THE POINT IS DO NOT UNDER ANY CIRCUMSTANCES USE CYANIDE IN THE US. MINES MAKE ENOUGH POLLUTION WITH IT ALREADY!

A. Shawn,
Cyanide can be destroyed using sodium hypochlorite (bleach). As long as you neutralize the cyanide before you dispose of the waste water (into the nearby crystal clear mountain stream crammed full of salmon) then I don't see what the fuss is all about.

See this page on how to do that: www.shorinternational.com/cyanodestruct.htm

Alan Jacobson
- Eugene, Oregon
2006

A. You're certainly welcome to voice your opinion, Alan, and we thank you for it. But if you don't see what the fuss is about, maybe you should study up :-)

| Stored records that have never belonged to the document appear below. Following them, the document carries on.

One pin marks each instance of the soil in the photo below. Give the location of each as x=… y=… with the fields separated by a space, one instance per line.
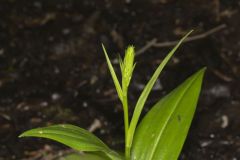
x=52 y=69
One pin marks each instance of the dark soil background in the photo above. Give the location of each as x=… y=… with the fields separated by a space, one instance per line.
x=52 y=69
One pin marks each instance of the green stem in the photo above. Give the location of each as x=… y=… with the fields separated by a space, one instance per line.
x=126 y=123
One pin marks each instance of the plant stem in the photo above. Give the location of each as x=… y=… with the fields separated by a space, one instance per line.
x=126 y=123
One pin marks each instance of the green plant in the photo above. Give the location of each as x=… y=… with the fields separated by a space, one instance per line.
x=161 y=133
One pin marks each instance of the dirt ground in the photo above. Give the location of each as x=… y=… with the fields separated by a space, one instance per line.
x=52 y=69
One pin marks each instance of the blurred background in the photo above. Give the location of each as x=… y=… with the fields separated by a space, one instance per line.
x=52 y=69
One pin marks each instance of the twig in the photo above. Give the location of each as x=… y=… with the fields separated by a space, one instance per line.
x=154 y=43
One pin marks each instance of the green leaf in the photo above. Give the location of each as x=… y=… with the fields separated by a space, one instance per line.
x=72 y=136
x=144 y=95
x=85 y=156
x=114 y=76
x=162 y=132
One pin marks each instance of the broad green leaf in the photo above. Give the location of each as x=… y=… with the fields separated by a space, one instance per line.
x=144 y=95
x=85 y=156
x=162 y=132
x=114 y=76
x=72 y=136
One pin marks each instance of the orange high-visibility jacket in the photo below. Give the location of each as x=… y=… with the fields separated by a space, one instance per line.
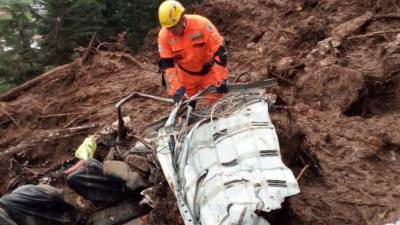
x=189 y=52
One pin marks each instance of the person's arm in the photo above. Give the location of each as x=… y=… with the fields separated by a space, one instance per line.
x=167 y=66
x=216 y=46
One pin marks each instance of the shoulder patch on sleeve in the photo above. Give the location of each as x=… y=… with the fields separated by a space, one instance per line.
x=210 y=28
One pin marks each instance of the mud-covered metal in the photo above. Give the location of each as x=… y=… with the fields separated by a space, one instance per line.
x=228 y=165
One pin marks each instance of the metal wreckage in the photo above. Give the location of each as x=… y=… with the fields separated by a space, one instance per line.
x=223 y=164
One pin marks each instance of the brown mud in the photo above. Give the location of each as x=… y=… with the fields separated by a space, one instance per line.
x=337 y=114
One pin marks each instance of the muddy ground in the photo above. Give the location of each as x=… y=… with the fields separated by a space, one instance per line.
x=337 y=114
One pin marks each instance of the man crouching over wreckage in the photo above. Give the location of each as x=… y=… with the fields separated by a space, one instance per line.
x=193 y=56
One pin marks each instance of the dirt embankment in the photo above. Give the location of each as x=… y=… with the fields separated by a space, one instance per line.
x=337 y=112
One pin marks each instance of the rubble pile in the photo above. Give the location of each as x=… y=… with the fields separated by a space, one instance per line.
x=336 y=114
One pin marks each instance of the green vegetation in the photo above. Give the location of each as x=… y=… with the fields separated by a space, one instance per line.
x=65 y=25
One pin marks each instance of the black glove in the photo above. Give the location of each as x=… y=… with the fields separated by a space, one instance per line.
x=179 y=94
x=223 y=87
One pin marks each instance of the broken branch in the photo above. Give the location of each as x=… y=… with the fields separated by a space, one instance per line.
x=85 y=57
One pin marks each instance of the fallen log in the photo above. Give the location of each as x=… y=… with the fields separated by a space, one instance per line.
x=349 y=27
x=85 y=57
x=15 y=92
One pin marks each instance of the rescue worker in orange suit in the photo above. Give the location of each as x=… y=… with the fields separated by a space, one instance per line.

Neutralization of cyanide waste is NOT trivial. A man in a local retirement village here died doing so in the last couple of years. Sewer workers have died as a result of such disposal. 6 employees in a plating shop in Indiana (Bastion Plating) died some years ago, and numerous individual workers since. Without careful pH control, not only will the salmon be dead from cyanogen chloride, but perhaps some people as well. And once the cyanide has complexed with nickel or iron, you can't destroy it via simple alkaline chlorination anyway. It amazes me that the government demands that any employee who works with this must receive annual professional safety training; but hobbyists, dealing with much larger quantities under far more dangerous circumstances -- no co-workers, no one with a Scott air-pak, no MSDS available to first responders in a mailbox outside the building, no registration with the hospital so antidotes are on hand -- feel that a paragraph of internet advise from a stranger (whose name may even be fictitious) is the only armor they need against ignorance when working with an instantaneous-acting, airborne poison like hydrogen cyanide.

Ted Mooney, P.E.
Striving to live Aloha
finishing.com - Pine Beach, New Jersey
2006

A. Butyl Diglyme, available from FERRO and others, takes a bit of getting used to, but delivers 99.9 Gold as a final product.
Route is not too difficult.
Dissolve gold with straight HCl or HC + Chlorine (use fume hood or stay upwind outside...serious fumes)
In a separatory funnel, pour the strained HCl- Gold Chloride.
Add 1/4 measure or volume of Butyl Diglyme. Agitate until all the gold has transferred to the BD.
Separate out the stripped water/HCL portion.
Rinse and repeat until aqueous portion is clean.
Pour the Butyl Digyme portion into a heatproof beaker [beakers on eBay or Amazon], place over warm heat,on a sand-filled pan. Add a small amount of Oxalic acid, dissolved in DI water, gently heating to simmer.
The gold will form clean flakes and fall out as it precipitates.
Alternate procedure once you have separated the Butyl Diglyme portion is to add H2O2 to precipitate.
Results may be melted with a bit of borax flux in a crucible by torch or furnace to solidify to a 99.5 % Gold button.
Butyl Dyglyme can be strained thru a coffee filter to clean it, and used endlessly, over and over.

Q. I just happened upon butyl diglyme as a solvent extraction for gold. I'm wondering if butyl diglyme would be a suitable substitute for diisobutyl ketone?